Runs the BooteJTK analysis step without the CalcP p-value fitting step. Useful if you want to run CalcP separately or with custom settings.

```
bootejtk -f <input_file> -x <prefix> -r <replicates> -z <bootstraps> [options]
```

### Waveform shapes

| Value | Shape |
|---|---|
| `cosine` (default) | Smooth sinusoidal peak |
| `trough` | Triangular trough |
| `impulse` | Narrow spike |
| `step` | Rectangular step |

### Parallel processing

Use `-j` to speed up large datasets by distributing genes across CPUs:

```
bootejtk-calcp -f example/TestInput4.txt -r 2 -z 50 -j 8
```

| `-j` value | Behaviour |
|---|---|
| `1` (default) | Sequential, single process |
| `N > 1` | Use N worker processes |
| `0` | Use all available CPUs |


## Input format

Tab-delimited text file. The header row must start with `#` or `ID`; subsequent columns are zeitgeber time labels (`ZT0`, `ZT2`, …). Each data row begins with a gene/feature identifier.

```
#	ZT0	ZT2	ZT4	ZT6	...
gene1	1.23	2.45	3.10	2.88	...
gene2	5.01	4.87	3.92	4.10	...
```

Time labels can use decimal values (e.g. `ZT14.7`) and do not need to be evenly spaced.


## Output files

Running `bootejtk-calcp` produces five output files, all prefixed with the value passed to `-x`:

| File | Contents |
|---|---|
| `*_GammaP.txt` | BooteJTK output with Gamma-fitted p-values |
| `*.txt` | Main BooteJTK output (best-matching waveform per gene, feeds into CalcP) |
| `*_order_probs.pkl` | Pickle: per-gene `[means, stds, ns]` and rank-order bootstrap frequencies |
| `*_order_probs_vars.pkl` | Pickle: per-gene tau and phase probability distributions |
| `*_NULL1000.txt` | Randomly generated null time series used to fit the null tau distribution |

> Running the example command on an already-existing output directory appends `_1` to output filenames.


## FAQ

**Can I use non-integer or uneven time intervals (e.g. ZT14.7)?**
Yes. The label just needs to start with `ZT` or `CT`; decimal values are read correctly.

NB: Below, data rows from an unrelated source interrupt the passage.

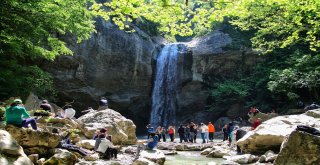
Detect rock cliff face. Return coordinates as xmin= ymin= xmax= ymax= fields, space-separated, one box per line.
xmin=44 ymin=20 xmax=257 ymax=132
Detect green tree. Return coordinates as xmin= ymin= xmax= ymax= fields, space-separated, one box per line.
xmin=0 ymin=0 xmax=94 ymax=97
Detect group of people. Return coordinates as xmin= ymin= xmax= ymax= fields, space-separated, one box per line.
xmin=146 ymin=122 xmax=216 ymax=143
xmin=1 ymin=98 xmax=117 ymax=159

**Does BooteJTK handle uneven sampling intervals?**
Yes. All timepoints in the header are used as given.

**Why does BooteJTK report phases like 14.4 that don't match my sampling intervals?**
BooteJTK runs bootstrap resamplings and reports the *mean* phase across those resamplings. For example, if 8 of 10 resamplings give phase 14 and 2 give phase 16, the reported mean phase is 14.4.

**Do the phase/asymmetry search intervals need to match the sampling intervals?**
No. You can sample every hour but only search for phases every two hours, for example.


## Development

```
git clone https://github.com/aleccrowell/BooteJTK-c
cd BooteJTK-c
pip install poetry
poetry install
poetry run pytest tests/ -v
```


## License

Released under the MIT License. See `LICENSE` for details.